Sin coincidencias

Enérgicos mítines

Por ahí se pueden ver bardas y mantas que rezan “Si el petróleo es de todos, que nos pregunten a todos”. Firma el PRD. Tiene toda la razón en su exigencia; es extemporánea. El cuestionario junto con la pregunta circuló a toda la ciudadanía, toda, el primer domingo de julio de 2012. Unos optaron por no responder. 40 por ciento del total del padrón optó porque otros decidieran el contenido y el rumbo del interés nacional. Eran y son libres de hacerlo. Fue su decisión. El 60 por ciento restante respondió y determinó la integración y composición del Congreso, facultado entre otras cosas para mantener o cambiar principios fundamentales del Estado mexicano, de su quehacer diario, de sus tareas operativas directas o de sus funciones solo regulatorias de las actividades de los particulares y de sus debidas garantías a ellos.

Era muy claro en la campaña electoral de 2012 que la plataforma del PRI era la de una opción aperturista en todos los sentidos e incrementalista en materia de crecimiento económico, lo que el PAN y sus dos presidencias no podían presumir con alguna credibilidad. Hecho gobierno, el PRI confirmó esa tendencia. Por eso, desde marzo, durante su Asamblea Nacional, eliminó de su Programa de Acción todos los obstáculos estatutarios para la apertura del sector energético y para que Pemex pasara a ser una empresa pública, lo que no es en el presente, ente signado por una estructural incapacidad financiera, técnica, ineficiente y deficitaria en transparencia y probidad. No se trataba entonces ni ahora de privatizar y mucho menos aniquilar lo que debería ser una empresa pública —que, insisto, no lo es ni jurídica ni económicamente en el presente—, sino que se transformara en una empresa, pública por su origen y por decisión actual del Estado mexicano, capaz de competir con ventaja en lo que hace y sabe hacer.
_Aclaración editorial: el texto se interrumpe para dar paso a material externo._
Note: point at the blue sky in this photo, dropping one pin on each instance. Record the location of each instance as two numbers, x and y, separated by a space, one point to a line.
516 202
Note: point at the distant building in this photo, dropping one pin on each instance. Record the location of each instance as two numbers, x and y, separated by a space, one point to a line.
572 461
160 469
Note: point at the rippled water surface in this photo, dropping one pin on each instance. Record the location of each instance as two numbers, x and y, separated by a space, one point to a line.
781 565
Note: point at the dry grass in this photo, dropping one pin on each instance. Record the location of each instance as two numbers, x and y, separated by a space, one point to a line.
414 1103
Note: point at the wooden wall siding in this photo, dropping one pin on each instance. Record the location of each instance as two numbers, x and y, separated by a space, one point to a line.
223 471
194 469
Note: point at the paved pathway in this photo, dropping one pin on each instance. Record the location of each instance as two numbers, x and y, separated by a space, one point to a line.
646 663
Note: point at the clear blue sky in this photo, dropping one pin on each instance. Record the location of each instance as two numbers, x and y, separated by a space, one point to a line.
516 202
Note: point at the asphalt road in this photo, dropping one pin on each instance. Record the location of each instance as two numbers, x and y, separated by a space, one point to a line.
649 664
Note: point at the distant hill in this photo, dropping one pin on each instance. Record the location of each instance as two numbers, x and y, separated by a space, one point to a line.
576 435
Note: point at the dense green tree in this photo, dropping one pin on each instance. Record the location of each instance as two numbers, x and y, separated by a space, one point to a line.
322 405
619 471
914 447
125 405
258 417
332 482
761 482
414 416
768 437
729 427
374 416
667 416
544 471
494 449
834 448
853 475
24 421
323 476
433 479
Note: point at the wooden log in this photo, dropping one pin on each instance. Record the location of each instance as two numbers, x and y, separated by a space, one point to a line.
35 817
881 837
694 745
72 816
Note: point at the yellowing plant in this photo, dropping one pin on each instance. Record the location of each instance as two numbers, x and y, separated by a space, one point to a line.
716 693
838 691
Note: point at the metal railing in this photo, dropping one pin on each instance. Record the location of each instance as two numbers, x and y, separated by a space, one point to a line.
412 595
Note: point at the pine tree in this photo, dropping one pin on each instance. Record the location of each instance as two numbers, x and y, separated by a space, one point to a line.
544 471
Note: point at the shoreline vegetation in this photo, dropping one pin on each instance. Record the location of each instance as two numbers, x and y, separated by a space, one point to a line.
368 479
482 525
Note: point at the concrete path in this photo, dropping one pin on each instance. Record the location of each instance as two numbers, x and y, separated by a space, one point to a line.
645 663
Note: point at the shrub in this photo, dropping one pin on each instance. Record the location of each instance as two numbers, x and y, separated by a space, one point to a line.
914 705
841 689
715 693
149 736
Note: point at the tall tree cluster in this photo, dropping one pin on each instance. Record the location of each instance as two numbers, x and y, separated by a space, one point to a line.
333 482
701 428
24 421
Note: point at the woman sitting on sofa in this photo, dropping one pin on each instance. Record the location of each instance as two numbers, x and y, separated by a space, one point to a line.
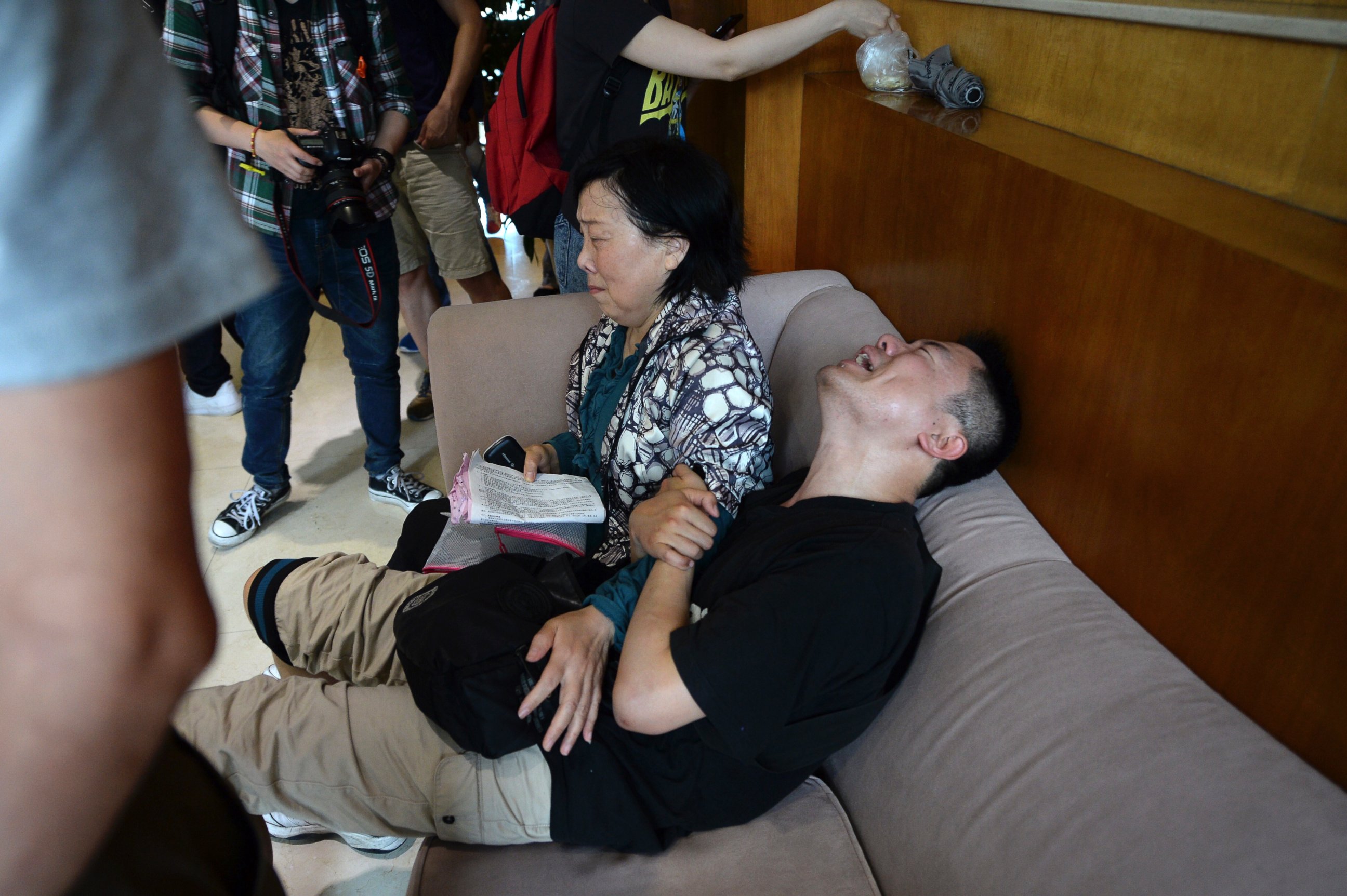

Se ha dicho hasta el cansancio con pruebas documentales y datos duros, pero hay que repetirlo: Pemex no puede solo ni puede todo, al igual que cualquier empresa petrolera del mundo.

Uno de los problemas históricos del PRD es el desprecio de sus legisladores a la representación política, a su función y a sí mismos. Es muy sencillo: si no son factor decisorio y fiel de la balanza de una situación, —varias veces lo han sido sin darse cuenta—, denuncian la ausencia de condiciones para llegar a acuerdos, apelan a la movilización social y se suman a “su pueblo”, el mismo que los eligió para que fueran legisladores y no organizadores de mítines, calumniadores, profesionales de la difamación, falsarios.

Respecto de la reforma energética afirman que no hay condiciones para debatirla, entendiendo la ausencia de condiciones desde hace 20 años y en los próximos 20 más en que no estén de acuerdo. Rechazan la privatización de Pemex. No han leído las iniciativas. La llave de la viabilidad de Pemex como empresa pública y mexicana está, por igual, en las iniciativas de reforma del PRI y del PAN. ¿Se pierde la rectoría del Estado en este terreno? Al contrario, se fortalece con el aumento de atribuciones, funciones y recursos de los órganos regulatorios. Para un discurso hueco y circular nunca habrá condiciones para que prevalezca algo distinto a la ideología, que es el ámbito de la creencia. En ese ámbito, cualquier discusión entre un creyente que esgrime sus creencias frente a un ser racional que presente un argumento, invariablemente el derrotado en la discusión será el de la línea argumentativa. La creencia en sí misma, así sea la resurrección de los muertos, es contraria a la razón y remite a otras esferas cognoscitivas.

En defensa de sus supuestas razones, el hijo del general, dando por descontada su derrota en la arena legislativa, le llama el voto de la ignominia y llama a la consulta para revocar la reforma constitucional en 2015. ¿Nacionalismo? El general no nacionalizó nada. El petróleo y los recursos del subsuelo eran dominio originario de la nación y seguirán siéndolo desde la Constitución de 1917. En 1938 se expropiaron unos fierros, se asumió una enorme deuda para el Estado mexicano y se pusieron las bases de un monopolio cuyas posibilidades productivas, en esas condiciones, están condenadas al agotamiento a corto plazo.

La consulta por la que estarán mañana reuniéndose en el Zócalo de la Ciudad no tiene el menor destino. Necesitarían 28 millones de votos de participación en 2015. Una cifra imposible de alcanzar y si llegaran a ella, requerirían 15 millones en contra de las reformas. Es, en jerga mexicana, el petate del muerto.